In resurfaced allegations of sexual assault, Bill Cosby hasn’t received much punishment. Sure, he was a trending topic for a day. He lost many contracts with Netflix, NBC and TV Land, and resigned from his seat in the board of trustees with Temple University. The entertainment industry is blacklisting him, but is this too late?
These allegations have been known for decades, yet only when a male comedian calls Cosby a rapist do people take notice. Only when #BillCosby trends on Twitter does the industry decide to punish him for something they already knew decades ago. They perpetuated his career and authority as a comedy legend, giving him dominance over his victims and their ability to speak up.

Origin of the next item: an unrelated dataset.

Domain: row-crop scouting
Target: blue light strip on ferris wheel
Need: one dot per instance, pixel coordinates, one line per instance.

Don’t get me wrong. I loved Bill Cosby. I grew up watching “The Cosby Show.” He revolutionized stand-up comedy and paved the way for black comedians. It’s heartbreaking to know that America’s favorite sitcom dad is allegedly a serial rapist. But do you know what else is heartbreaking? The multiple women he victimized. The multiple women who screamed rape for years, but nobody listened.
This isn’t just Bill Cosby. Hollywood continues to sweep sexual assault under the rug to maintain the reputations of their leading men at the sacrifice of the women sexually assaulted. This stems from two issues: celebrity culture and patriarchy.
Since the inception of motion picture and the creation of Hollywood as America’s mecca for entertainment, people have viewed celebrities as gods. We look to them for inspiration, emulate them, and feed into their image of perfection. We hold them to higher standards and view them as infallible. In death, they’re martyrs for their craft. In memory, they are canonized into sainthood, only remembered for their talents. Marilyn Monroe, Elvis Presley, and Michael Jackson embody this archetype.
This god like status in addition to an industry imbedded in a patriarchal structure perpetuates celebrity culture: a culture that continues to validate Woody Allen, Terry Richardson, Michael Jackson, and Bill Cosby. Hypermasculinity, power, prestige, and wealth all play into these men getting away with sexual assault. The issue lies with the industry. They’re allowing celebrity men to get away with sexual assault because they hold so much prestige. They need to be stern and systematically phase them out, not when it becomes a media sensation, but when they are privy to it.